I recently finished a personal project to make an entire coffee table without using power tools. It is mostly oak from an in-laws old farm house in WV. In keeping with a "all hand tools" theme, curious to know what you guys/gals like for attaching your table tops. I'm not opposed to putting screws in it or using metal fasteners/hardware but interested to know other's thoughts. I've got some enough scraps of the same wood that I cut some buttons out of and chisel out some mortises in the apron but I've never actually tried that.


















Any opinions welcome.


----------



## Delete (May 19, 2017)

Very nice, I like that combination of styles, is that an oriental flavor I see in the base joinery and tapered legs, nice look.

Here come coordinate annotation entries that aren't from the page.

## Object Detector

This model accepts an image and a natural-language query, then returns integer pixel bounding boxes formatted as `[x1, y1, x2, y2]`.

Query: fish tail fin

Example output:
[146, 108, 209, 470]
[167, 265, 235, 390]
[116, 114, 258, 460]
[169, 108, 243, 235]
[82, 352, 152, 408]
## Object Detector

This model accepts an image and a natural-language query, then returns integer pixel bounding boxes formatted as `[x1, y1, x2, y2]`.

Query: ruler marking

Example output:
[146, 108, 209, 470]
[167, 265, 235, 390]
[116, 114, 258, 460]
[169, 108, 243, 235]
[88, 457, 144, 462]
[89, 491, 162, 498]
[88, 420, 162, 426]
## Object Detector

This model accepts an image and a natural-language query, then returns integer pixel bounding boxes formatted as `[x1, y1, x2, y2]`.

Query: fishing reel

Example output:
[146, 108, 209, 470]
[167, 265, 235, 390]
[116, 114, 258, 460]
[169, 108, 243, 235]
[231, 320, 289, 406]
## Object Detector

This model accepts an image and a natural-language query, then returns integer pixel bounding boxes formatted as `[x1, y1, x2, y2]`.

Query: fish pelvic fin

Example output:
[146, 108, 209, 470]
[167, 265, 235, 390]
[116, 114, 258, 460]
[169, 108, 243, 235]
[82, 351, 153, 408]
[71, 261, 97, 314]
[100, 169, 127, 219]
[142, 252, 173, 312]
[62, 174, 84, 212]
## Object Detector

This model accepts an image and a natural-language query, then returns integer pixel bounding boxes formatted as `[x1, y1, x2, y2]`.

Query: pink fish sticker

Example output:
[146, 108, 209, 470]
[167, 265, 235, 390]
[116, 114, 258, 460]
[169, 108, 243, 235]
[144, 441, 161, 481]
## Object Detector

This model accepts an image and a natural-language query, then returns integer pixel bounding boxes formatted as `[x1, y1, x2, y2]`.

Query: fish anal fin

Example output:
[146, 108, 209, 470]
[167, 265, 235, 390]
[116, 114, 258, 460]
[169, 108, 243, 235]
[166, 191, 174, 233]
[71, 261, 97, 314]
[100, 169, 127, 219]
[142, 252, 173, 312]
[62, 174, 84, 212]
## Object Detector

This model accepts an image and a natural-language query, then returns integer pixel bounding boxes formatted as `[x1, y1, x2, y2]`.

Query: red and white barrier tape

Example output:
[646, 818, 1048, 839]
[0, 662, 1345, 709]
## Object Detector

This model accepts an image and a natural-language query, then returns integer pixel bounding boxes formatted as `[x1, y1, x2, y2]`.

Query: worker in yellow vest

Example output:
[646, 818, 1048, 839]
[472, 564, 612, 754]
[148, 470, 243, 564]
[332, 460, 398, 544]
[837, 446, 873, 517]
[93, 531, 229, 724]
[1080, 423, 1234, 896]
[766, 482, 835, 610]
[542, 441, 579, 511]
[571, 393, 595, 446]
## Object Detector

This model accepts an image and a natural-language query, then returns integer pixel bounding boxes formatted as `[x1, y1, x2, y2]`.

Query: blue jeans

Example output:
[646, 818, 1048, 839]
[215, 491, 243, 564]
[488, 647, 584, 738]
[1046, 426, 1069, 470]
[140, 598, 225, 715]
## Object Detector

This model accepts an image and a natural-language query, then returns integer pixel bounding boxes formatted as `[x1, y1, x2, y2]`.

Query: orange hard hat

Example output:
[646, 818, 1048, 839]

Tabs (you call them buttons I guess) are the most common method of attaching solid wood tops, they will give in two directions when the wood moves, without any damage, but judging from the dovetailing on the top end pieces you know all about wood movement. There is a picture of the tabs I mentioned in the other table top post today.


----------



## tywalt (Dec 13, 2017)

Thanks Carlos. Tabs (not sure if I'm the only one that calls them buttons) were what I was planning on but don't have any practical experience with them. Just needed someone to confirm I was headed the right direction.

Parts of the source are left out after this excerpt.